Свобода на бумаге, —
на деле – приклады.
Готовьтесь к бою!
На баррикады!
Громите
оружейные
магазины и склады!
Браунинг в руки!
На баррикады!
 
   Памятник Пушкину должен быть объемным – он виден зрителям со всех сторон. Лепить бутафорский памятник почти в натуральную величину предложили скульпторам – они запросили плату, равную сумме, утвержденной на все оформление. Отказаться от одной из важных сцен меломимы невозможно. Кто-то порекомендовал нуждающуюся женщину-скульптора. С ней «задешево» дирекция и договорилась. Для работы отвели место в помещении для животных – «за кулисами». Привезли несколько возов глины. Плотники соорудили из досок каркас постамента и фигуры Пушкина, сколотили удобную высокую лестницу с площадкой. Я уповала на то, что по сценарию – зима, и можно будет многие погрешности «Пушкина» замаскировать ватным снегом. Скульпторша закончила фигуру и перешла к голове Пушкина, так что стоять ей приходилось на самом верху лестницы. Маяковский обрадовался, что памятник делается, и просил сказать, когда вчерне будет готов. Но случилось непредвиденное: для очередной программы цирка привезли новых артистов – львов. Клетки с ними поставили рядом с лестницей скульпторши, и, когда я пришла показать Владимиру Владимировичу плохо получавшегося Пушкина, раздался рык и рев, и мы увидели, как стоявшая на самом верху на площадке скульпторша вскрикнула, сникла, сложилась гармошкой, не подавая признаков жизни. Я стала ее окликать – молчание. Маяковский полез наверх, взял на руки женщину и бережно спустился с нею. И жалость и смех были на его лице. Я бросилась за дежурным врачом. Маяковский волновался – что же будет с «Пушкиным»? Скульпторша заявила директору, что принуждена отказаться от работы. Кончал лепку и произвел всю работу из папье-маше бутафор, работавший в цирке, а погрешности скрыл снег из ваты.

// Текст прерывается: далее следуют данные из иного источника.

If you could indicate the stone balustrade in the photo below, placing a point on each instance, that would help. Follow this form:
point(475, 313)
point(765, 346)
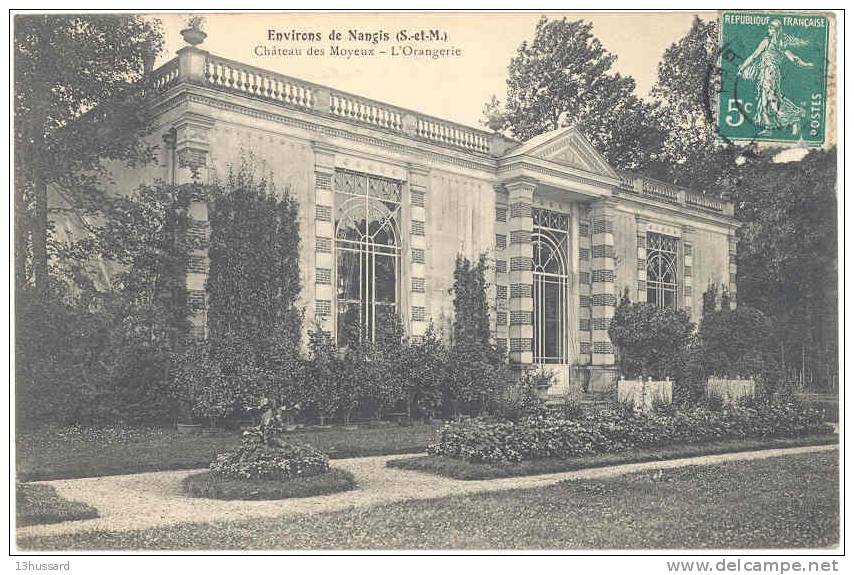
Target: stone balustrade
point(197, 66)
point(670, 193)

   Другая забавная история связана с осуществлением картины «Пирамида классов». У Маяковского в сценарии сказано так: «Арена загорается». На арене – пирамида. Нижний ряд – закованные, работающие в кандалах рабочие. Второй ряд – жадное чиновничество. Третий ряд – попы, муллы, раввины. Четвертый ряд – буржуи и помещики. На самом верху – маленький царишко в огромной короне. Пока стоит пирамида, по барьеру арены проходят под конвоем закованные за революцию каторжники. Выходят глашатаи и произносят:
 
Пирамида классов —
сияет и высится,
Капиталистов
лоснятся лица.[66]
Самодержец
развлекается и веселится.
 
   Пирамиду эту по моим эскизам и чертежам соорудили.
   В нужный момент, в темноте, под стихи, произносимые глашатаями, ее быстро спускали на высоту человеческого роста, и одновременно со спуском пирамиды на арену выходили артисты, изображавшие работающих в кандалах рабочих, и когда включали свет, то зрители видели очень убедительную, плакатно-выразительную картину «Пирамида классов». Она всегда имела огромный успех. Пока шла работа над осуществлением пирамиды, Маяковский, увидев меня на репетиции, спросил: «Как с „пирамидой“?» Я предложила ему посмотреть.
   В одном из соседних домов, в полуподвале, дирекция организовала мастерскую по производству фигур для пирамиды. Фигуры должны были быть очень легкими. Я разработала чертежи проволочных каркасов фигур. Эти проволочные манекены, разные по форме, несли в себе характеристики и особенности изображаемых персонажей, а костюмы, в которые они должны были быть одеты (абсолютно реальные), делали их правдоподобными. Головы – из легкого папье-маше. Парики, бороды, усы, грим были шаржированными и подчеркивали характеры типажей.
   Я повела Владимира Владимировича в мастерскую. Мы вышли из цирка и не успели сделать несколько шагов, как увидели, что люди, идущие нам навстречу по тротуару, оборачиваются назад и шарахаются в стороны… Причиной были движущиеся по направлению к цирку сенаторы, священники, митрополиты, дьячки, генералы, приставы, городовые… Они «шли, слегка раскачиваясь, – портные и бутафоры переносили готовые фигуры на шестах для водворения в бутафорскую цирка.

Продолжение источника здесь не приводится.